荀子 / 大略篇
無用吾之所短,遇人之所長。故塞而避所短,移而從所仕。疏知而不法,辨察而操僻,勇果而無禮,君子之所憎惡也。
新字:無用吾之所短,遇人之所長。故塞而避所短,移而従所仕。疏知而不法,弁察而操僻,勇果而無礼,君子之所憎悪也。
書き下し
吾の短き所を用ゐて、人の長ずる所に遇(あ)ふこと無かれ。故に塞(ふさ)ぎて短き所を避け、移りて仕(つか)ふる所に従ふ。疏知(そち)にして法らず、辨察(べんさつ)にして僻(へき)を操り、勇果にして礼無きは、君子の憎悪する所なり。
現代語訳
自分の不得手なところを持ち出して、人の得意なところとぶつけてはならない。

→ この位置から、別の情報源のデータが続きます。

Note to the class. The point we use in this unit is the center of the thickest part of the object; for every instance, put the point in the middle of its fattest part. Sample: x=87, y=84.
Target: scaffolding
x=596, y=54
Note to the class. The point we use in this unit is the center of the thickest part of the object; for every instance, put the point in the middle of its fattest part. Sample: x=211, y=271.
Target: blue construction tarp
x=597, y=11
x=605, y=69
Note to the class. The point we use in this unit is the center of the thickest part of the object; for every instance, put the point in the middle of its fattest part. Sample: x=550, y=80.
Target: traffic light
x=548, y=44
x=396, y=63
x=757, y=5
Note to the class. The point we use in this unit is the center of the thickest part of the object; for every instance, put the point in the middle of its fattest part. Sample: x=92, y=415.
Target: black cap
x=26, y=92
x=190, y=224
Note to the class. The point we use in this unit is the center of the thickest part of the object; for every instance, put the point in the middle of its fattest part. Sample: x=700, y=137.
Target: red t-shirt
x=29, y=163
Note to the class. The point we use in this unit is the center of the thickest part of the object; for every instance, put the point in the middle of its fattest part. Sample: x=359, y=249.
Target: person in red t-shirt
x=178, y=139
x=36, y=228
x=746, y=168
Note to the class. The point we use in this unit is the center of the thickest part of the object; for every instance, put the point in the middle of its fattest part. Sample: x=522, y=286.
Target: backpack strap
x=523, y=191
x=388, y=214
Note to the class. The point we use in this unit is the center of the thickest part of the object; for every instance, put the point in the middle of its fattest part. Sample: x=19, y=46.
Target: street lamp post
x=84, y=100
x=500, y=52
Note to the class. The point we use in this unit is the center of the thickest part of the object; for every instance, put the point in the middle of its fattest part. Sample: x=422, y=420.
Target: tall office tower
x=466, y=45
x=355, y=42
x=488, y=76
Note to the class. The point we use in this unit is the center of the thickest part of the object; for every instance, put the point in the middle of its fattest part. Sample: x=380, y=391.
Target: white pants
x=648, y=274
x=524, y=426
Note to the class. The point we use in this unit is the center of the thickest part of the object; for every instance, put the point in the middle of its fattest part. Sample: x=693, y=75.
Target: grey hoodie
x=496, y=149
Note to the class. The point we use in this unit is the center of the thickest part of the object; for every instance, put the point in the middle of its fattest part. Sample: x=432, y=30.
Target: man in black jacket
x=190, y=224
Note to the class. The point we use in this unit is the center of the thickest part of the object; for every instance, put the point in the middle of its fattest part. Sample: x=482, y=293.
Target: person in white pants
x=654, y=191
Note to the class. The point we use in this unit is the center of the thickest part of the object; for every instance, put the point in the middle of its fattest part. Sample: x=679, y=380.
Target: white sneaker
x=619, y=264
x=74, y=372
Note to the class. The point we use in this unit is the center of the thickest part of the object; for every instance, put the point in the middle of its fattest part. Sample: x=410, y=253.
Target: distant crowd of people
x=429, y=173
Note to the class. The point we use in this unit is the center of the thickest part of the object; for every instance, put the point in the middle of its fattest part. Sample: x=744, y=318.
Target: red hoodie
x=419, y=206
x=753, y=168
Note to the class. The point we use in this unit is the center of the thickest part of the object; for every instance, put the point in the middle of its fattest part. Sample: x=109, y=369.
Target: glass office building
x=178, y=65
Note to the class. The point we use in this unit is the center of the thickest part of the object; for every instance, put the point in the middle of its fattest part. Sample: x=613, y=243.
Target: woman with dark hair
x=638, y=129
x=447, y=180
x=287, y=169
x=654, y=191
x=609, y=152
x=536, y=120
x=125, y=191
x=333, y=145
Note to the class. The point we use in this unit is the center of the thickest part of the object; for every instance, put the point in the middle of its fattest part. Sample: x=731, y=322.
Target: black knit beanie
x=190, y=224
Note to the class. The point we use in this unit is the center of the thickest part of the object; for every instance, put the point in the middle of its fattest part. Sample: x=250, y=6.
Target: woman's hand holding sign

だから、自分の短所には蓋をしてそこを避け、自分が力を発揮できる方面に移ってそれに従うのである。知識が粗雑で法度にのっとらず、弁が立ち詮索が細かいのに偏った考えを振り回し、勇ましく決断力があっても礼を欠いている——こうしたものは、君子の憎み嫌うところである。
解説
前半は、自分の弱いところで人の強いところと張り合うな、という実践的な戒めです。勝負にならないばかりか、消耗するだけで何も生まれません。短所は無理に補おうとするより、そこを避け、自分が力を発揮できる場所に移る。荀子は精神論ではなく、配置の問題として語ります。後半は、能力があるのに土台を欠いた三つの型を挙げます。知識はあっても筋道が粗い者、弁が立つのに偏った説を振り回す者、決断力があっても礼を欠く者。どれも力があるだけに、かえって害になります。能力は方向を持たなければ、周囲を傷つける刃になるということです。私たちも、自分の得意が生きる場所を選ぶと同時に、その力が礼と筋道の上に置かれているかを確かめる必要があります。